La dématérialisation ne doit pas être imposée
Pour tenter d’apporter une solution, son syndicat, avec des associations comme La Cimade ou la Ligue des droits de l’homme (LDH), s’allient pour déposer des recours administratifs. Une manière de pousser les pouvoirs publics à changer l’accueil des étrangers en préfecture, espère Lise Faron. En février, le tribunal administratif de Rouen a condamné la préfecture de Seine-Maritime, après un arrêté relatif au dépôt obligatoire dématérialisé de certaines catégories de titres de séjour.
« Ils ont acté que la dématérialisation ne pouvait être imposée aux usagers du service public, continue Lise Faron. C’est un jugement qui fera date. » Depuis, d’autres recours collectifs ont été déposés contre les préfectures de l’Hérault, d’Ille-et-Vilaine, du Rhône, de la Seine-Saint-Denis ou encore du Val-de-Marne.

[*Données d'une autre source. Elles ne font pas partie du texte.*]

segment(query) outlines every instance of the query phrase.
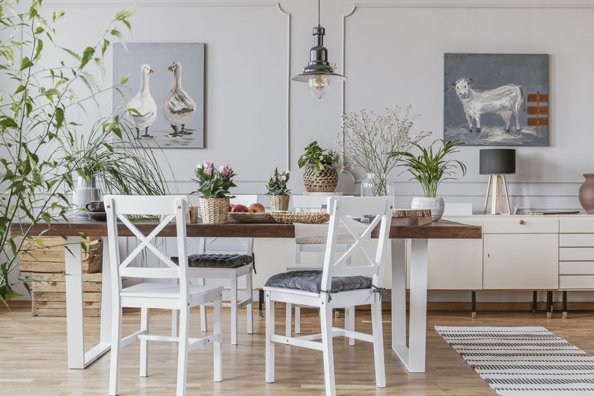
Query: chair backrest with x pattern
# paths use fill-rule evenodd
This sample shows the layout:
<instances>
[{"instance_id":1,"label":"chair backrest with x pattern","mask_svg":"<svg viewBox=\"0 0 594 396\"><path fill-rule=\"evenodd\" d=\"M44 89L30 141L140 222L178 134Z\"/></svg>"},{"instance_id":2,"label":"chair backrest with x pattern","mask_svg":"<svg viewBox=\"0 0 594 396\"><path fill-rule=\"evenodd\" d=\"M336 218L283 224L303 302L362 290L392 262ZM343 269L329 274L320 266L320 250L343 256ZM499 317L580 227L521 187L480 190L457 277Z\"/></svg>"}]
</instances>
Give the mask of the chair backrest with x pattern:
<instances>
[{"instance_id":1,"label":"chair backrest with x pattern","mask_svg":"<svg viewBox=\"0 0 594 396\"><path fill-rule=\"evenodd\" d=\"M328 207L330 214L326 251L324 257L324 269L322 275L322 289L330 290L332 278L339 276L372 276L373 284L381 286L383 275L382 261L388 245L390 226L392 221L392 200L388 197L331 197L328 198ZM353 222L356 217L369 215L371 221L365 224L365 231L360 233L359 227L354 227ZM370 252L365 239L379 225L379 234L375 254ZM339 227L345 227L352 235L355 243L340 256L335 259L336 240ZM346 259L358 250L362 250L366 263L359 264L353 260L350 266L346 264Z\"/></svg>"},{"instance_id":2,"label":"chair backrest with x pattern","mask_svg":"<svg viewBox=\"0 0 594 396\"><path fill-rule=\"evenodd\" d=\"M103 198L107 214L107 234L109 243L109 260L112 285L121 290L121 277L143 278L179 279L182 296L187 295L188 257L186 238L186 213L188 212L188 197L184 196L115 196L107 195ZM129 216L163 215L162 221L157 224L149 235L144 235L131 221ZM175 219L177 235L177 257L176 264L154 244L154 238ZM118 247L118 220L136 236L140 243L123 261ZM161 268L132 266L134 259L148 249L164 264Z\"/></svg>"}]
</instances>

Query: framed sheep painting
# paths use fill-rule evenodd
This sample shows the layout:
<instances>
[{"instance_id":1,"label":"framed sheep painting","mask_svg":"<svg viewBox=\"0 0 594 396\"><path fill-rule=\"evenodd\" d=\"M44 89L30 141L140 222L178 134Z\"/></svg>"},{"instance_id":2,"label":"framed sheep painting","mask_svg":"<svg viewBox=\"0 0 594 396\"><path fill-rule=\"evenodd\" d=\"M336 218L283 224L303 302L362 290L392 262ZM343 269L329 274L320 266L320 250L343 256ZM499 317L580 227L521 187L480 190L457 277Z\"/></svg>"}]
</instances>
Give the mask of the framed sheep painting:
<instances>
[{"instance_id":1,"label":"framed sheep painting","mask_svg":"<svg viewBox=\"0 0 594 396\"><path fill-rule=\"evenodd\" d=\"M168 149L204 147L204 43L114 44L113 83L128 76L123 107L135 139ZM123 96L123 97L122 97Z\"/></svg>"},{"instance_id":2,"label":"framed sheep painting","mask_svg":"<svg viewBox=\"0 0 594 396\"><path fill-rule=\"evenodd\" d=\"M445 139L548 145L548 55L444 55Z\"/></svg>"}]
</instances>

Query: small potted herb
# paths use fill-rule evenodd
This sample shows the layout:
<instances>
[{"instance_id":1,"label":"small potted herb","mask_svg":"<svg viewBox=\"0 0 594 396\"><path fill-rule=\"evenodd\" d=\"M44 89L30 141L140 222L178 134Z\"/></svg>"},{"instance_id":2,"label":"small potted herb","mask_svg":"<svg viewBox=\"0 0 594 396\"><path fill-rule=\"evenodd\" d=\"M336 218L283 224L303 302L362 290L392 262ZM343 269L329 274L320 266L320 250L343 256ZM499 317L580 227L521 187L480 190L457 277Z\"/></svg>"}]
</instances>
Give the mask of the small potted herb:
<instances>
[{"instance_id":1,"label":"small potted herb","mask_svg":"<svg viewBox=\"0 0 594 396\"><path fill-rule=\"evenodd\" d=\"M274 168L274 173L270 175L266 186L266 194L270 199L271 210L288 210L291 191L287 188L289 182L289 171L278 172Z\"/></svg>"},{"instance_id":2,"label":"small potted herb","mask_svg":"<svg viewBox=\"0 0 594 396\"><path fill-rule=\"evenodd\" d=\"M198 164L194 171L198 183L198 193L200 196L200 210L202 222L208 224L227 223L229 214L229 190L235 187L233 169L224 163L218 170L210 161Z\"/></svg>"},{"instance_id":3,"label":"small potted herb","mask_svg":"<svg viewBox=\"0 0 594 396\"><path fill-rule=\"evenodd\" d=\"M442 146L433 150L433 144L440 142ZM458 160L445 159L445 157L457 153L456 145L459 142L443 139L435 140L428 147L422 147L417 143L414 145L421 150L421 155L414 156L410 153L393 153L395 156L402 156L403 163L399 166L405 166L412 175L411 180L418 180L423 187L424 197L414 197L410 207L412 209L431 209L431 219L437 221L443 215L443 198L437 196L437 189L444 180L456 179L454 175L457 168L460 168L462 176L466 173L466 166Z\"/></svg>"},{"instance_id":4,"label":"small potted herb","mask_svg":"<svg viewBox=\"0 0 594 396\"><path fill-rule=\"evenodd\" d=\"M299 158L303 171L303 184L309 192L332 193L338 184L338 171L334 164L338 162L338 153L322 149L313 141L305 148Z\"/></svg>"}]
</instances>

Contacté à de nombreuses reprises, le ministère de l’Intérieur n’a pas souhaité répondre à nos questions mais précise que les titres de séjours ont été prolongés pendant le premier confinement et qu’une « attention particulière est portée aux usagers qui rencontreraient des difficultés à déposer en ligne leur demande (…) ils peuvent saisir le centre de contacts citoyens ». Une ligne téléphonique (0.806.001.620) est à leur écoute.